Nexus-INR: Diverse Knowledge-guided Arbitrary-Scale Multimodal Medical Image Super-Resolution
Bo Zhang, JianFei Huo, Zheng Zhang, Wufan Wang, Hui Gao, Xiangyang Gong, Wendong Wang

TL;DR
Nexus-INR introduces a knowledge-guided, multi-component framework for arbitrary-scale medical image super-resolution that effectively leverages multi-modal data and anatomical semantics to improve image quality and segmentation accuracy.
Contribution
It presents a novel multi-component architecture with knowledge distillation and semantic embedding for flexible, high-quality medical image super-resolution.
Findings
Outperforms state-of-the-art methods on BraTS2020 dataset
Enhances downstream segmentation performance
Achieves high-quality arbitrary-scale super-resolution
Abstract
Arbitrary-resolution super-resolution (ARSR) provides crucial flexibility for medical image analysis by adapting to diverse spatial resolutions. However, traditional CNN-based methods are inherently ill-suited for ARSR, as they are typically designed for fixed upsampling factors. While INR-based methods overcome this limitation, they still struggle to effectively process and leverage multi-modal images with varying resolutions and details.
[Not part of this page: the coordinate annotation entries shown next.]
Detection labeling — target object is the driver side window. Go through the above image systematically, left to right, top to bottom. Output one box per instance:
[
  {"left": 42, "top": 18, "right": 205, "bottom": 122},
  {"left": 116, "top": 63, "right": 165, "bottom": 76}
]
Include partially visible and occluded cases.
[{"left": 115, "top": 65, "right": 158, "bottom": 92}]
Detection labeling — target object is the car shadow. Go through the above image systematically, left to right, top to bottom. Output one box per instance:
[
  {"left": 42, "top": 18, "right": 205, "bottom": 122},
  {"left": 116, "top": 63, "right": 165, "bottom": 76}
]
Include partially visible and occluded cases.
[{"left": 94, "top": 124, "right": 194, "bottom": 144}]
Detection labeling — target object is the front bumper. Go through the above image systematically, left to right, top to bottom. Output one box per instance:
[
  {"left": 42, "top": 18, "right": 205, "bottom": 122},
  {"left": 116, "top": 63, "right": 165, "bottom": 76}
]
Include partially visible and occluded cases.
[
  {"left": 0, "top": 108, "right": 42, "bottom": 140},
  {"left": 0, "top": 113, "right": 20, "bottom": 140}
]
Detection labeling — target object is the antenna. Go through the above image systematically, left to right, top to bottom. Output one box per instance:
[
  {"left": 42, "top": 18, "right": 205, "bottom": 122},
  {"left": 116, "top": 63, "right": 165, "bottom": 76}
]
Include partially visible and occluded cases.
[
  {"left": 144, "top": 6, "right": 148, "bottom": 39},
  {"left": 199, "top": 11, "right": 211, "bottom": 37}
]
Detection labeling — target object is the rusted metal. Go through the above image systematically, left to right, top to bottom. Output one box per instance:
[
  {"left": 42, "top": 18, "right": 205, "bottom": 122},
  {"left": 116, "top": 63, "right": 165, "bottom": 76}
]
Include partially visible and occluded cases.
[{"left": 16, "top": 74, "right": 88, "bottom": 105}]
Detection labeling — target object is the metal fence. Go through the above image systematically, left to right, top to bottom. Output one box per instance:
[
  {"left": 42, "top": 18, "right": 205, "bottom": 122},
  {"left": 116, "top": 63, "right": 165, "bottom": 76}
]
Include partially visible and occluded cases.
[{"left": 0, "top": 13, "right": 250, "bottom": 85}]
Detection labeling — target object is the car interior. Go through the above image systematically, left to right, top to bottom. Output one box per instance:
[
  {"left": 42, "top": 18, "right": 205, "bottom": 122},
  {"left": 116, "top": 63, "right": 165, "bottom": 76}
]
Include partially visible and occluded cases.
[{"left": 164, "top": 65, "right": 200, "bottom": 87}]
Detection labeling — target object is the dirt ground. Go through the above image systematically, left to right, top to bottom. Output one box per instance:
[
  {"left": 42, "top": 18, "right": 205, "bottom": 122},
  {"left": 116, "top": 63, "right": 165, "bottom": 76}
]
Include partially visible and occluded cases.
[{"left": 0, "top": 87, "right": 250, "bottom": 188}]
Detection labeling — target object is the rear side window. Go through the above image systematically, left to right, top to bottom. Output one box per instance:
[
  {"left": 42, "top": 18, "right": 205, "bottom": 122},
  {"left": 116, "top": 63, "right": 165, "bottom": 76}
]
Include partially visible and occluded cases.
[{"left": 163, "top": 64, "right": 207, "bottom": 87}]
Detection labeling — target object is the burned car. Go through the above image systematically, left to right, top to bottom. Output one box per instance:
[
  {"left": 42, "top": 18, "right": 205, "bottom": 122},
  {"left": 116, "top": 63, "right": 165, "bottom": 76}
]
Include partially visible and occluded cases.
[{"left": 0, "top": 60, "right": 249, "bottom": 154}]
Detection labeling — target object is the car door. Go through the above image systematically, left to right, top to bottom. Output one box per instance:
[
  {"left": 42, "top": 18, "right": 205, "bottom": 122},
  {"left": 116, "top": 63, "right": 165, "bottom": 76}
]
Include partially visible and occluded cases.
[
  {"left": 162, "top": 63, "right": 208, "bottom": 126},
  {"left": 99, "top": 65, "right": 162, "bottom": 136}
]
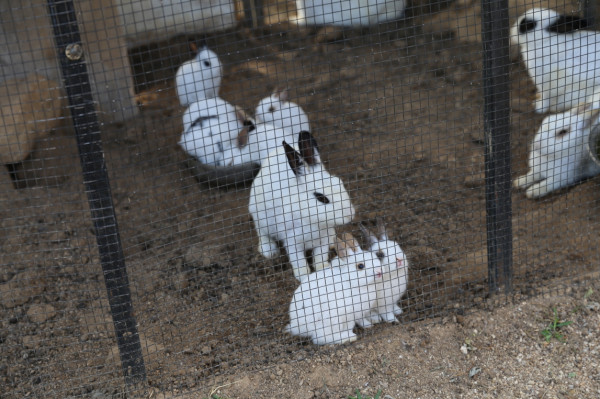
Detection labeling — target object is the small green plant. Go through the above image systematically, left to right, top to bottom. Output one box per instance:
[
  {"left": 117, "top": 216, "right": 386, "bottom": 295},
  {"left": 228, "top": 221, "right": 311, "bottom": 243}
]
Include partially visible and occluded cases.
[
  {"left": 541, "top": 308, "right": 573, "bottom": 342},
  {"left": 348, "top": 389, "right": 381, "bottom": 399}
]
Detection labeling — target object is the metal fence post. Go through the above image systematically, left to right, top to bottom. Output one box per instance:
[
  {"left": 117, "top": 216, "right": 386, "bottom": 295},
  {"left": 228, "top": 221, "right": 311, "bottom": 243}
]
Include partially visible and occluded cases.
[
  {"left": 48, "top": 0, "right": 146, "bottom": 384},
  {"left": 481, "top": 0, "right": 512, "bottom": 293}
]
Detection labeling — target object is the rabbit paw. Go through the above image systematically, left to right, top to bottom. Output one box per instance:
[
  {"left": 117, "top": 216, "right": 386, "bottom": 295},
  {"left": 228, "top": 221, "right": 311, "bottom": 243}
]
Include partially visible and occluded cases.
[
  {"left": 525, "top": 180, "right": 554, "bottom": 199},
  {"left": 258, "top": 236, "right": 279, "bottom": 258},
  {"left": 394, "top": 305, "right": 404, "bottom": 316},
  {"left": 380, "top": 309, "right": 402, "bottom": 323}
]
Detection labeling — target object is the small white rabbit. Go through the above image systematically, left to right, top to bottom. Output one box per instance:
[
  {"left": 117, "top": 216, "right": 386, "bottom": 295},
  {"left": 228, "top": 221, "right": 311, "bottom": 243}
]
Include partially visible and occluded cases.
[
  {"left": 293, "top": 0, "right": 406, "bottom": 27},
  {"left": 510, "top": 8, "right": 600, "bottom": 114},
  {"left": 175, "top": 47, "right": 223, "bottom": 106},
  {"left": 254, "top": 89, "right": 310, "bottom": 134},
  {"left": 225, "top": 90, "right": 310, "bottom": 165},
  {"left": 179, "top": 97, "right": 246, "bottom": 166},
  {"left": 513, "top": 102, "right": 600, "bottom": 198},
  {"left": 248, "top": 132, "right": 354, "bottom": 280},
  {"left": 358, "top": 220, "right": 408, "bottom": 328},
  {"left": 285, "top": 235, "right": 382, "bottom": 345}
]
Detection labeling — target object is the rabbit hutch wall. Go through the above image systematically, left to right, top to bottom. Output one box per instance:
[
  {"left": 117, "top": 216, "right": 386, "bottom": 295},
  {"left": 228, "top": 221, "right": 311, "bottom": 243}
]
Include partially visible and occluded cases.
[{"left": 0, "top": 0, "right": 600, "bottom": 398}]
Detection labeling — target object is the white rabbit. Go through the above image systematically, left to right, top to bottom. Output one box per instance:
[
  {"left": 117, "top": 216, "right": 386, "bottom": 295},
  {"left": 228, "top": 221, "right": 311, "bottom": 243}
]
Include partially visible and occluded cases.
[
  {"left": 293, "top": 0, "right": 406, "bottom": 27},
  {"left": 510, "top": 8, "right": 600, "bottom": 114},
  {"left": 175, "top": 47, "right": 223, "bottom": 106},
  {"left": 254, "top": 89, "right": 310, "bottom": 134},
  {"left": 224, "top": 90, "right": 310, "bottom": 165},
  {"left": 179, "top": 98, "right": 247, "bottom": 166},
  {"left": 513, "top": 102, "right": 600, "bottom": 198},
  {"left": 249, "top": 132, "right": 354, "bottom": 280},
  {"left": 358, "top": 220, "right": 408, "bottom": 328},
  {"left": 285, "top": 235, "right": 383, "bottom": 345}
]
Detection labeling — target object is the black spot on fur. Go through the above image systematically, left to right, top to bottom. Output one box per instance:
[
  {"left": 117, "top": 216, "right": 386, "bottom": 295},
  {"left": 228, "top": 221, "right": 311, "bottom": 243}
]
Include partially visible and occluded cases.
[
  {"left": 548, "top": 15, "right": 588, "bottom": 33},
  {"left": 519, "top": 18, "right": 537, "bottom": 33}
]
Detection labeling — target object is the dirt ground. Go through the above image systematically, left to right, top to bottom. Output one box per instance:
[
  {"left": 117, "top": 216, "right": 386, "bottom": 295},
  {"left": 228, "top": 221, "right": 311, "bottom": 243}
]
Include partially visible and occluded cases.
[{"left": 0, "top": 6, "right": 600, "bottom": 399}]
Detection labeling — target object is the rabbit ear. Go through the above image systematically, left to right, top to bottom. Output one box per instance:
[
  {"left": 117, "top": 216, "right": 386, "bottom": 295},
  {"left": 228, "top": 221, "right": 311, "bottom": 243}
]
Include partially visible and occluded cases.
[
  {"left": 547, "top": 15, "right": 588, "bottom": 33},
  {"left": 276, "top": 89, "right": 288, "bottom": 102},
  {"left": 298, "top": 130, "right": 321, "bottom": 166},
  {"left": 283, "top": 140, "right": 304, "bottom": 176},
  {"left": 376, "top": 217, "right": 387, "bottom": 240},
  {"left": 358, "top": 223, "right": 379, "bottom": 248},
  {"left": 335, "top": 233, "right": 358, "bottom": 259}
]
In this paper, we propose Nexus-INR, a Diverse Knowledge-guided ARSR framework, which employs varied information and downstream tasks to achieve high-quality, adaptive-resolution medical image super-resolution. Specifically, Nexus-INR contains three key components. A dual-branch encoder with an auxiliary classification task to effectively disentangle shared anatomical structures and modality-specific features; a knowledge distillation module using…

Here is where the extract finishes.